General rules for formating Tibetan texts

Titles and beginnings of a large text (larger than half a page) start with a sequence starting with yi mgo ༄༅། །. The second and following lines of the heading are indented to the position of the second shad །.

Indented text (like verses)

Headlines use paragraph breaks. Headlines may be colour coded using dark blue.

If a root text contains few comments, comments are written in a smaller font than the root text. If the majority of the text is comment, then the root text is marked by colour (dark red).

A shad ། never starts a new line.

If a shad ། appears after the first syllable of a new line, it is replaced by a rinchen spungs shad ༑. Equally the sequence after the first syllable of a line ། ། is replaced by ༑ ༑. This rule does not apply for the first line of a paragraph or a last shad of a paragraph. If it is an and of a section that is followed by yig chung, this rule still applies.

ཀ and ག are never directly followed by a shad །. Cases with two shad (verses) are written ག ། or ཀ །. This also applies for ཀ and ག with vowel markers, but does not apply if super- or subscripts exist as in the example of སྒ། །.

We developed a Extension that implements these rules in your document.

Ideally Tibetan text should be left and right justified.

Difficulties using typesetting software (focus: OpenOffice)

To solve the problems listed below, we wrote an Extension which handles these problems.

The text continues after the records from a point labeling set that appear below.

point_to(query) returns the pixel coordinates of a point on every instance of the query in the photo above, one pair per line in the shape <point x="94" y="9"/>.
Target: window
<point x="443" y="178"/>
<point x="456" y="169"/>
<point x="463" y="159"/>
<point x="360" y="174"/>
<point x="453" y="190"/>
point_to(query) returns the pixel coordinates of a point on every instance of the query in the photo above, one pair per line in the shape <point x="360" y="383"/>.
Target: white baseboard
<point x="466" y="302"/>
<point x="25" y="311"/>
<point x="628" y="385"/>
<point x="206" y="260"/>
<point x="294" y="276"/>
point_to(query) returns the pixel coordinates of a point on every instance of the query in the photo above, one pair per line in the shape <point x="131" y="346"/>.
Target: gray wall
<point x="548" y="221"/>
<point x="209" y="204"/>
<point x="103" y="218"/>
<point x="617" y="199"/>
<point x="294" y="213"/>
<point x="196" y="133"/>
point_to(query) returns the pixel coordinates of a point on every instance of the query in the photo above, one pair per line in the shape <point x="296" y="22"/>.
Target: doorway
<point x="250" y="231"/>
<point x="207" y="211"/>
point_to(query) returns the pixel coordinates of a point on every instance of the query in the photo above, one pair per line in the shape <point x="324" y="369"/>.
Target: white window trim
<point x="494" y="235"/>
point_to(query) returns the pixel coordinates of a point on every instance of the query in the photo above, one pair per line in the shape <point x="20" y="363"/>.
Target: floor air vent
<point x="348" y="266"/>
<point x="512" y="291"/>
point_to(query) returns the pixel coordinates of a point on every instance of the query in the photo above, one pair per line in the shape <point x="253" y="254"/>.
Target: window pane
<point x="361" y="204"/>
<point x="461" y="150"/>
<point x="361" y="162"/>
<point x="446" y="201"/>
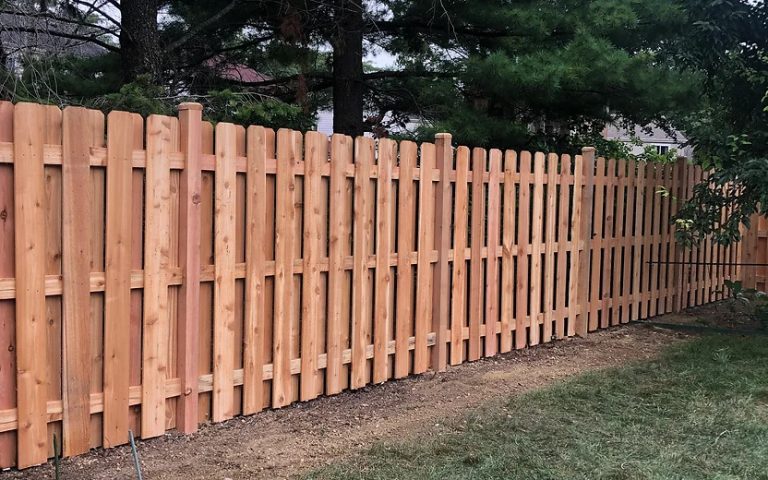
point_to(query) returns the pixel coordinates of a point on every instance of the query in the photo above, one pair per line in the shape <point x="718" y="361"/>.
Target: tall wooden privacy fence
<point x="157" y="274"/>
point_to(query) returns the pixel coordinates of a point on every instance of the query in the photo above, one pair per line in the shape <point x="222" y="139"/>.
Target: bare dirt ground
<point x="283" y="443"/>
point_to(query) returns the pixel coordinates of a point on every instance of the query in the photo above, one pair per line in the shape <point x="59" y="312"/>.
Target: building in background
<point x="650" y="136"/>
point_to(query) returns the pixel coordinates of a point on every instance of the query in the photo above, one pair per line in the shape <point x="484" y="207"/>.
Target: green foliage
<point x="250" y="109"/>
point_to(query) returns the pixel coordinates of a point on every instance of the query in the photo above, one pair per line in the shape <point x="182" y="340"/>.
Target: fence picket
<point x="459" y="279"/>
<point x="476" y="251"/>
<point x="405" y="247"/>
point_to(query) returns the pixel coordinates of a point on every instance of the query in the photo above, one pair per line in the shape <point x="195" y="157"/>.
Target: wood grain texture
<point x="477" y="240"/>
<point x="284" y="245"/>
<point x="255" y="258"/>
<point x="316" y="155"/>
<point x="406" y="227"/>
<point x="31" y="381"/>
<point x="441" y="280"/>
<point x="492" y="284"/>
<point x="507" y="254"/>
<point x="585" y="196"/>
<point x="382" y="318"/>
<point x="117" y="289"/>
<point x="424" y="270"/>
<point x="341" y="158"/>
<point x="190" y="182"/>
<point x="459" y="277"/>
<point x="7" y="307"/>
<point x="76" y="256"/>
<point x="156" y="261"/>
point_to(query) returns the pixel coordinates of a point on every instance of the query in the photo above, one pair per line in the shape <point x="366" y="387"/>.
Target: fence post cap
<point x="190" y="106"/>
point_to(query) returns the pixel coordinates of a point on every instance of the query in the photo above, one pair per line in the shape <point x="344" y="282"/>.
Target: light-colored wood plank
<point x="638" y="241"/>
<point x="424" y="270"/>
<point x="361" y="301"/>
<point x="156" y="261"/>
<point x="383" y="309"/>
<point x="316" y="154"/>
<point x="29" y="191"/>
<point x="595" y="301"/>
<point x="628" y="242"/>
<point x="507" y="256"/>
<point x="224" y="283"/>
<point x="441" y="280"/>
<point x="190" y="182"/>
<point x="255" y="258"/>
<point x="117" y="288"/>
<point x="476" y="231"/>
<point x="492" y="266"/>
<point x="523" y="245"/>
<point x="563" y="230"/>
<point x="284" y="246"/>
<point x="619" y="233"/>
<point x="7" y="308"/>
<point x="76" y="256"/>
<point x="577" y="223"/>
<point x="537" y="248"/>
<point x="608" y="245"/>
<point x="459" y="280"/>
<point x="550" y="245"/>
<point x="341" y="157"/>
<point x="586" y="195"/>
<point x="406" y="192"/>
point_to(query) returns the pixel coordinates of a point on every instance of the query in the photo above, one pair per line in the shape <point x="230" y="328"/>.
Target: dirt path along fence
<point x="160" y="273"/>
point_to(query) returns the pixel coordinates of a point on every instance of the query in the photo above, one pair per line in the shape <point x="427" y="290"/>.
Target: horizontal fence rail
<point x="159" y="273"/>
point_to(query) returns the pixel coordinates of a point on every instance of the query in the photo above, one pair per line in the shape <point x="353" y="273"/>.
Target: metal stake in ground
<point x="135" y="452"/>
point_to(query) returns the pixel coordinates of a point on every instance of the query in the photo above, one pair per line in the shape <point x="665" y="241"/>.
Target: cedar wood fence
<point x="162" y="273"/>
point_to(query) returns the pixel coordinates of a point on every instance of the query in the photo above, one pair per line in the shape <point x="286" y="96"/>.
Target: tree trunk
<point x="348" y="88"/>
<point x="139" y="40"/>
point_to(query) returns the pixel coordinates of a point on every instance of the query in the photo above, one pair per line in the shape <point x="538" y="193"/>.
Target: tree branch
<point x="201" y="26"/>
<point x="55" y="33"/>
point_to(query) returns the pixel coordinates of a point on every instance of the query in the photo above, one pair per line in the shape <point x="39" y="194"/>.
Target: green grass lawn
<point x="700" y="411"/>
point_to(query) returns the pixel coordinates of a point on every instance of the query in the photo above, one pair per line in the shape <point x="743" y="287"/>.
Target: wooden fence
<point x="162" y="273"/>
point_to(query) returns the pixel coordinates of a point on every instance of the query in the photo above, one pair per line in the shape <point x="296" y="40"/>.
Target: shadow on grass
<point x="698" y="411"/>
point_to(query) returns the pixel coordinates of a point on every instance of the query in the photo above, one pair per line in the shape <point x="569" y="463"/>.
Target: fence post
<point x="585" y="238"/>
<point x="441" y="282"/>
<point x="680" y="182"/>
<point x="190" y="126"/>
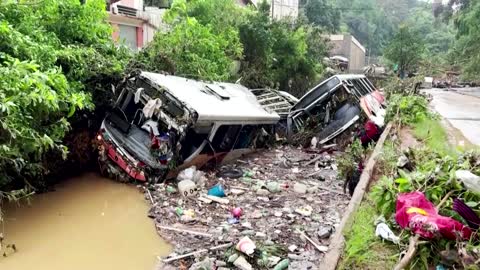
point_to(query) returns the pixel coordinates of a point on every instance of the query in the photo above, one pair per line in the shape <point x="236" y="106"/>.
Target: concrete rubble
<point x="284" y="203"/>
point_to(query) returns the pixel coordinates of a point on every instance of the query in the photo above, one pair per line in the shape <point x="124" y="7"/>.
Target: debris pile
<point x="272" y="210"/>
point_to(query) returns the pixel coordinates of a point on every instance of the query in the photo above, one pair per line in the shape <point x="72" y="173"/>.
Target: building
<point x="133" y="23"/>
<point x="348" y="46"/>
<point x="278" y="8"/>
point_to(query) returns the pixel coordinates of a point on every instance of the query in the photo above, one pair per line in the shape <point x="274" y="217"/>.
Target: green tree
<point x="465" y="53"/>
<point x="54" y="57"/>
<point x="405" y="50"/>
<point x="322" y="13"/>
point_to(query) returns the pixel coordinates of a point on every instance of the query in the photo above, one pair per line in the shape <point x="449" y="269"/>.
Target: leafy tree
<point x="465" y="52"/>
<point x="200" y="42"/>
<point x="405" y="50"/>
<point x="322" y="13"/>
<point x="54" y="57"/>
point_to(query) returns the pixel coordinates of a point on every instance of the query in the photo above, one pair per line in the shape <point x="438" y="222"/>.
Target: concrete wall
<point x="347" y="46"/>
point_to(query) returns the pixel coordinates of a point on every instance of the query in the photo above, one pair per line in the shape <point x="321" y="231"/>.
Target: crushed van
<point x="162" y="124"/>
<point x="335" y="105"/>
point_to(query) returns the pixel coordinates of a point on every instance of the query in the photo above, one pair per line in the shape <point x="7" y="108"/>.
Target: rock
<point x="263" y="192"/>
<point x="300" y="188"/>
<point x="248" y="232"/>
<point x="242" y="264"/>
<point x="247" y="225"/>
<point x="303" y="265"/>
<point x="260" y="235"/>
<point x="470" y="180"/>
<point x="257" y="214"/>
<point x="235" y="191"/>
<point x="305" y="210"/>
<point x="282" y="265"/>
<point x="273" y="260"/>
<point x="220" y="263"/>
<point x="324" y="232"/>
<point x="232" y="258"/>
<point x="273" y="187"/>
<point x="402" y="161"/>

All spaces within Tibetan texts must be U+00A0 non-breaking space. To type them from the keyboard use <Ctrl><Space> (OOo handled wrongly non breaking spaces, however it is solved in version 2.4)

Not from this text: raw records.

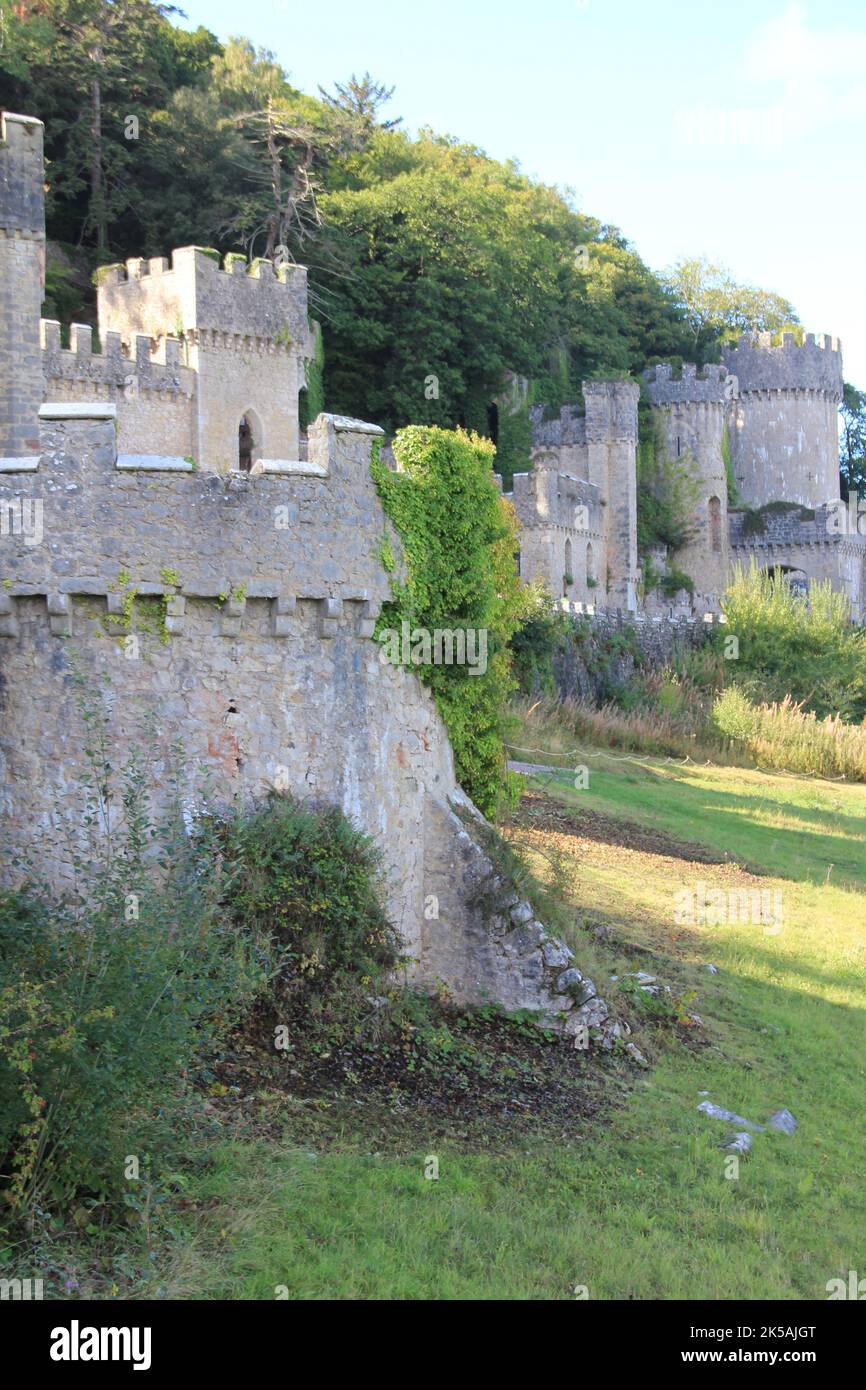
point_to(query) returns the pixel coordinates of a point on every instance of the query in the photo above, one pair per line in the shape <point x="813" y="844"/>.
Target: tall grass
<point x="806" y="649"/>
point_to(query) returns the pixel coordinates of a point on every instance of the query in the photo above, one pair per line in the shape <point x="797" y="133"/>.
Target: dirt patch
<point x="458" y="1075"/>
<point x="541" y="812"/>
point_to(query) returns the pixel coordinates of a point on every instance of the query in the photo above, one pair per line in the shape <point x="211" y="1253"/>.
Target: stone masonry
<point x="232" y="609"/>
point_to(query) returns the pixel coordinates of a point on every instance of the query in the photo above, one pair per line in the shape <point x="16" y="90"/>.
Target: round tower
<point x="690" y="413"/>
<point x="21" y="284"/>
<point x="784" y="419"/>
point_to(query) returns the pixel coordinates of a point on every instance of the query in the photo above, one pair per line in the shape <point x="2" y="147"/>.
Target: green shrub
<point x="784" y="737"/>
<point x="806" y="649"/>
<point x="734" y="716"/>
<point x="459" y="540"/>
<point x="674" y="580"/>
<point x="310" y="883"/>
<point x="535" y="644"/>
<point x="110" y="1004"/>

A shad ། should never be the first character in a new line. Non of the current text editors acknowledges that. Each reformatting of a given text can generate illegally positioned shad at the beginning of a line. When you have two shad ། ། make double sure to use non breaking spaces between them.

If the first syllable of a new line is followed by a shad །, this needs to be replaced by a rinchen spungs shad (རིན་ཆེན་སྤུངས་ཤད་ ) ༑. Non of the current text editors acknowledges that. Each reformatting of a given text can generate illegally positioned shad ། or rinchen spungs shad ༑.

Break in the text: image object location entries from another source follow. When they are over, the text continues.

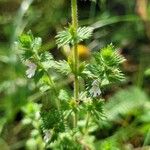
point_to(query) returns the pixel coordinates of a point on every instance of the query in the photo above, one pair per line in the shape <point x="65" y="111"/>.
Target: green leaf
<point x="84" y="33"/>
<point x="62" y="66"/>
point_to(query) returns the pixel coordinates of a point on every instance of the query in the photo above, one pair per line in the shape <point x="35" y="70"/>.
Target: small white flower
<point x="30" y="72"/>
<point x="47" y="136"/>
<point x="95" y="90"/>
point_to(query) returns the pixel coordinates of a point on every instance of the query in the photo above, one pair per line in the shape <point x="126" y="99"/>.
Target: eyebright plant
<point x="67" y="119"/>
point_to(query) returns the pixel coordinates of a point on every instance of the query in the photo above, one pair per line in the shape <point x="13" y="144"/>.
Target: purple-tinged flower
<point x="30" y="72"/>
<point x="95" y="90"/>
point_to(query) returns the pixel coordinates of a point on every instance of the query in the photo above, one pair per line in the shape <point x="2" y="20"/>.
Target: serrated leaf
<point x="62" y="66"/>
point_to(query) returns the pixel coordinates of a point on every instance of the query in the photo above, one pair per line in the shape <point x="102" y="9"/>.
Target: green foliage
<point x="105" y="66"/>
<point x="69" y="37"/>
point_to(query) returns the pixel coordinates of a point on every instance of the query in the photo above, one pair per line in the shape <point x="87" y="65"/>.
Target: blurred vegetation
<point x="123" y="23"/>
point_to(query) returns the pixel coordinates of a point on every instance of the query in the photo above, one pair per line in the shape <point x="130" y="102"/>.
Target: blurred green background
<point x="126" y="24"/>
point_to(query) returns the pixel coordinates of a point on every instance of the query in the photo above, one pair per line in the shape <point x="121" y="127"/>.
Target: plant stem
<point x="76" y="59"/>
<point x="87" y="122"/>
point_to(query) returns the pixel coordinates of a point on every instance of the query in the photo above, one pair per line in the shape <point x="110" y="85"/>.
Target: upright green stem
<point x="76" y="59"/>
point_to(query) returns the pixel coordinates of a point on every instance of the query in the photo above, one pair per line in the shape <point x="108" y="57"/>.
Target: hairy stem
<point x="76" y="59"/>
<point x="87" y="122"/>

Because of these previous problems it is very difficult to finalize correctly formatted documents. The slightest change, caused for example by changing a single letter causes reformatting of pages which will most likely cause a breach of the rules mentioned above. To solve this one should run the formating macro only on the final document, or rerun it after changes are applied.

It is illegal to break a line at a tsheg ་ in the middle of a Tibetan word.

Left- and right-justification of Tibetan text works only for 'small' font sizes in OpenOffice. This seems to be solved for the Linux version of OO 2.4. The formating macro solves this problem by inserting zero-wight-spaces (U+200B) after every thseg in the windows OOo version. It seems to work fine most of the time. Anyhow if the last character of the line is a non-breaking space (NBspace) it messes justification up in some cases. In order to solve this, one can replace these NBspaces with regular ones.